I immediately called the neighbours to see if she had gone next door, a plan we had made when she started walking home on her own. Thankfully she had, she was safe & in good hands. My inner-critic immediately went to shaming thoughts of 'I'm a terrible mother' & feelings of inadequacy. My husband, in the drivers seat beside me, who has not been 'blessed' with tendency towards perfectionism, was calmly contemplating whether she would be upset or not. And even though we were equally responsible for this mishap, I could tell he wasn't facing the same inner-battle as I had been so I decided to give his approach a shot. Instead of talking to myself about what a mistake I had made (which it was simply that, a mistake) I thought about how I would speak to a good friend if this happened to them (or what my friends might say to me) & started telling myself this is something that jus took about anyone could see themselves doing & everyone makes mistakes.
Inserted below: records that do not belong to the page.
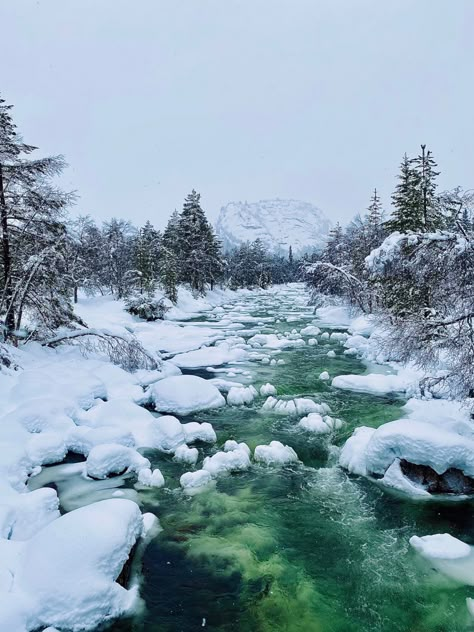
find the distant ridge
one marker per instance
(278, 223)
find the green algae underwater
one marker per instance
(303, 548)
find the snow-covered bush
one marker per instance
(147, 307)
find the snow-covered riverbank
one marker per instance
(60, 402)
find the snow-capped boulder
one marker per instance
(275, 454)
(68, 570)
(185, 394)
(240, 395)
(314, 422)
(235, 459)
(407, 454)
(113, 458)
(267, 389)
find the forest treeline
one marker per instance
(413, 269)
(47, 256)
I took it a notch further & started explaining out loud to my husband the inner struggle I was facing & how I was working on it. He pointed out that I did a great thing by talking to her about what to do in this situation in advance & she followed through. I went from being a terrible mom to a great mom in a mere five minutes. By the time we got home I was able to laugh about the situation. In fact I even  forgot about most of the day except when someone would crack a joke about it.  Had I not taken this approach I would probably still be beating myself up for it 3 days later. In the end, everyone was ok, intact, probably a little better for it.

Changing self-talk habits took a lot of energy at first, as I found myself circling back to old ways of self-sabitoge, but the more I practice, the more I see how effective it is & the more automatic it becomes. Most of all it has allowed me to let go of many the unrealistic expectations of the perfectionist in me & the pressure that comes with it. Although it takes a lot of deliberation, this 'I am good enough' state of mind feels quite liberating. Don't get me wrong, I still go back to those old habits, and I think it is pretty human to do so. And I'll even admit there is that little part of me that is afraid to let go of those expectations in the fear that I might settle for mediocracy. But what I do know is my old way of thinking was anything but liberating. So I am working at finding that balance between healthy expectations & reprieve, the most nurturing environment for self-compassion to thrive in.  I really do think being kind to oneself is so important in fulfillment, but in reality it can be a real challenge, especially in a culture that counteract the value of it in so many ways. Especially for those of us that have spent years being so critical of ourselves. But it takes mindfulness, intention & effort, which I believe will be totally worth it in the end.